Diusir karena Sanksi Kanorayang, Warga Sental Kangin Kehilangan Pekerjaan dan Penghasilan
SEMARAPURA, NusaBali.com – Sanksi Kanorayang yang dijatuhkan kepada sejumlah warga Banjar Sental Kangin, Nusa Ped, Nusa Penida, membuat mereka terpaksa kehilangan pekerjaan dan sumber penghidupan. Sudah lebih dari tiga bulan, sejak 31 Maret 2025, mereka diungsikan ke Sanggar Kegiatan Belajar (SKB) Banjarangkan, Klungkung, tanpa kepastian kapan bisa kembali ke rumah.
Salah satunya dialami Ketut Ngadeg, seorang petani yang sehari-hari biasa menggarap lahan sendiri dengan menanam singkong, jagung, kacang, dan tanaman lain. “Saat ini saya tidak bisa lagi bertani karena sejak 31 Maret lalu diungsikan ke SKB Banjarangkan,” ujar Ketut saat ditemui Rabu (3/7/2025).
Karena tidak lagi memiliki akses ke lahannya, Ketut kini bergantung pada istrinya yang berjualan canang di Denpasar. “Istri saya berjualan canang dan menumpang tinggal di rumah keluarga di Denpasar,” katanya.
Meski demikian, Ketut memilih tetap tinggal di lokasi pengungsian agar tidak merepotkan keluarga. “Sekarang istri saya yang menjadi tulang punggung keluarga,” imbuhnya.
Nasib serupa juga dialami Putu Suartika, pemilik usaha vila di Nusa Ped.

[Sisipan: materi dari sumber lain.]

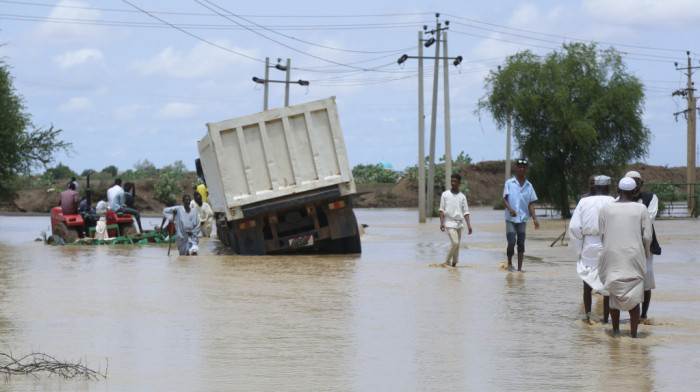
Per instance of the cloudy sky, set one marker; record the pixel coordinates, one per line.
(139, 79)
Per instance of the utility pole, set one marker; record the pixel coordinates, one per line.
(421, 134)
(433, 124)
(690, 114)
(446, 99)
(424, 208)
(287, 82)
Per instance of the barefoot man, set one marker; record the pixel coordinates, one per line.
(625, 230)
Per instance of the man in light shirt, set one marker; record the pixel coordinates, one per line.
(454, 211)
(585, 238)
(518, 198)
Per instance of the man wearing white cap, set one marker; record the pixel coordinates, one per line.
(585, 237)
(652, 202)
(625, 229)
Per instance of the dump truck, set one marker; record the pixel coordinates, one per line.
(279, 181)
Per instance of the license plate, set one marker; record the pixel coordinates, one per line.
(300, 242)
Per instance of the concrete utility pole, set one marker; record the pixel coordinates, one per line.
(508, 147)
(690, 116)
(433, 126)
(267, 80)
(421, 134)
(448, 136)
(423, 207)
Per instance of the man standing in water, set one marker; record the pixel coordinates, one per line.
(652, 202)
(453, 206)
(206, 215)
(518, 197)
(625, 230)
(186, 222)
(585, 236)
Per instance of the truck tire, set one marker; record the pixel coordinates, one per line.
(68, 234)
(352, 244)
(233, 242)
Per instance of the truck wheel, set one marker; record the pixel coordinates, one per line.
(127, 230)
(352, 244)
(62, 230)
(233, 242)
(222, 233)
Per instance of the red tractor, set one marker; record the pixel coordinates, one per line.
(74, 226)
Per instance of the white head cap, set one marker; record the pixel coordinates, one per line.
(627, 184)
(602, 180)
(633, 174)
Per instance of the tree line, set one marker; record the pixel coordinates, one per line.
(574, 112)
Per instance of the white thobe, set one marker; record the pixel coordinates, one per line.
(206, 217)
(625, 230)
(585, 237)
(187, 228)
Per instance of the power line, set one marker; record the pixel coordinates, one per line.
(192, 35)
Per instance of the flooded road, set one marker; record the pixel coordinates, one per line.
(381, 321)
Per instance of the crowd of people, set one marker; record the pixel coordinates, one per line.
(186, 222)
(614, 239)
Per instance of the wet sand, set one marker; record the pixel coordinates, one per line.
(383, 320)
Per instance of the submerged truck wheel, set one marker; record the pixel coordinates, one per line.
(62, 230)
(127, 229)
(352, 244)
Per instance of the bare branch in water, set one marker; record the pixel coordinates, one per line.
(36, 364)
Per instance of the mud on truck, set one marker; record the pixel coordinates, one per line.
(279, 181)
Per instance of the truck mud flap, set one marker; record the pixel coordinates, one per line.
(250, 242)
(342, 223)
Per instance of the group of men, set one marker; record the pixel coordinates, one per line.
(188, 221)
(518, 198)
(615, 242)
(614, 239)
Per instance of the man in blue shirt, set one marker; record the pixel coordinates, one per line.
(518, 197)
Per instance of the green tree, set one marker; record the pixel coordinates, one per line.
(374, 174)
(177, 169)
(23, 145)
(145, 168)
(166, 189)
(59, 172)
(574, 112)
(111, 169)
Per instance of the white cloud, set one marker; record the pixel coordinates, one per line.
(525, 15)
(76, 104)
(176, 111)
(77, 57)
(644, 13)
(78, 13)
(203, 60)
(128, 112)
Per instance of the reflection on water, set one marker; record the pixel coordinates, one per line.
(383, 320)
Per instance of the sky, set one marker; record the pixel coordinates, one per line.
(136, 80)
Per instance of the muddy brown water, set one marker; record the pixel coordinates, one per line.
(381, 321)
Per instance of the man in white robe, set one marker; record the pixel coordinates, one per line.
(186, 222)
(206, 215)
(626, 235)
(585, 237)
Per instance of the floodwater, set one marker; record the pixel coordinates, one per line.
(381, 321)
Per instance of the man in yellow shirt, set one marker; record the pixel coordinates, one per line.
(202, 190)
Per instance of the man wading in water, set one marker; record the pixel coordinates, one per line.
(453, 206)
(625, 230)
(186, 222)
(518, 197)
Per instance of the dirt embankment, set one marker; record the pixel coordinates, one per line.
(485, 185)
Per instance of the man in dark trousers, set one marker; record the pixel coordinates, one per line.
(518, 198)
(652, 202)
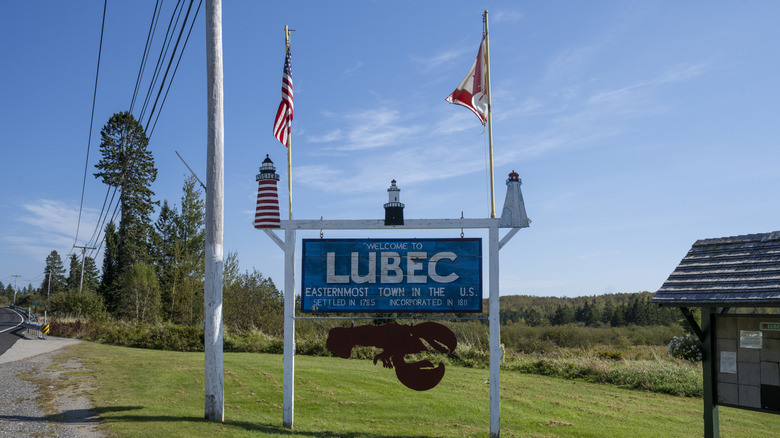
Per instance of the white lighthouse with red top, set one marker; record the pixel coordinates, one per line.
(267, 211)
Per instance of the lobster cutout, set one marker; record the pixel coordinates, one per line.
(396, 341)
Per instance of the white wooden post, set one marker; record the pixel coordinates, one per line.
(289, 328)
(212, 294)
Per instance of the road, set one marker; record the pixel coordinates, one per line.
(10, 327)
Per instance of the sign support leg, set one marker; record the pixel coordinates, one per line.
(289, 328)
(495, 336)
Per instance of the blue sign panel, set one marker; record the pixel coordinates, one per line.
(391, 275)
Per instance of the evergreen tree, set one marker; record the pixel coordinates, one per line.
(192, 240)
(57, 271)
(606, 314)
(128, 165)
(563, 315)
(141, 300)
(109, 282)
(179, 246)
(91, 275)
(74, 273)
(166, 253)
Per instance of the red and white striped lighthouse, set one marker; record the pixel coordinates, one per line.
(267, 211)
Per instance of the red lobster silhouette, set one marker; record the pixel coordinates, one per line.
(398, 340)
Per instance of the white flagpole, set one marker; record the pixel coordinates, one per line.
(490, 117)
(289, 137)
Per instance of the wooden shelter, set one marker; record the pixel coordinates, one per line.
(741, 350)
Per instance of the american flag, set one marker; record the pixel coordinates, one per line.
(283, 118)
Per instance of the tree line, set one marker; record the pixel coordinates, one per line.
(613, 310)
(152, 270)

Usaha yang selama ini menjadi sandaran ekonomi keluarganya sempat ditutup total setelah keluarganya dijatuhi sanksi Kanorayang.

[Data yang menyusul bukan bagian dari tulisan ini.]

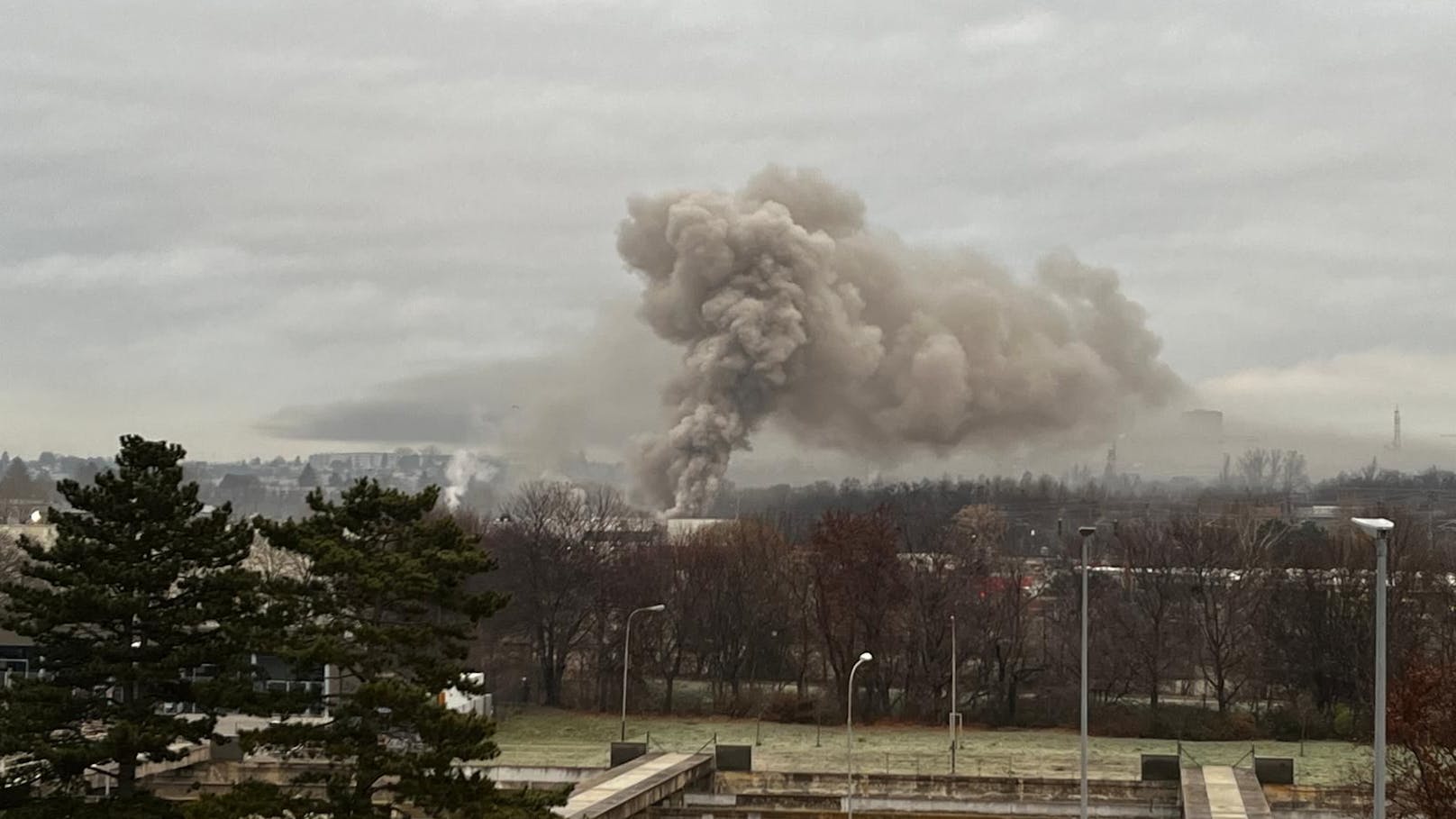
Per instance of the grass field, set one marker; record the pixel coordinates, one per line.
(543, 736)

“Vila itu sumber penghasilan utama untuk keluarga saya. Tapi karena ditutup, ya sudah tidak ada lagi pemasukan,” keluh Putu.
Penutupan vila tersebut juga berdampak pada beberapa karyawan yang bekerja di sana. “Bukan hanya saya yang terdampak, tapi juga beberapa karyawan,” ujarnya.
Setelah hampir dua bulan ditutup, sejak 25 Mei 2025 vila itu diperbolehkan kembali beroperasi dengan syarat harus dikelola pihak lain. “Semoga dengan dibukanya kembali, usaha villa ini bisa berjalan lancar seperti sebelumnya,” harap Putu.
Cerita lain datang dari Wayan Rati, yang terpaksa menutup usaha berjualan buah di Pasar Sempalan demi merawat kedua mertuanya yang juga menjadi bagian dari keluarga yang diusir.
“Saya sekarang tidak punya penghasilan, karena saya harus merawat bapak dan ibu mertua di SKB. Kalau saya tetap berjualan, siapa yang akan merawat beliau?” ungkap Wayan.
Hingga kini, sebanyak 21 warga dari tujuh kepala keluarga masih bertahan di pengungsian di SKB Banjarangkan. Mereka belum memperoleh kepastian atau keputusan lebih lanjut dari pihak pemerintah maupun desa adat terkait nasib penghidupan dan status mereka ke depan.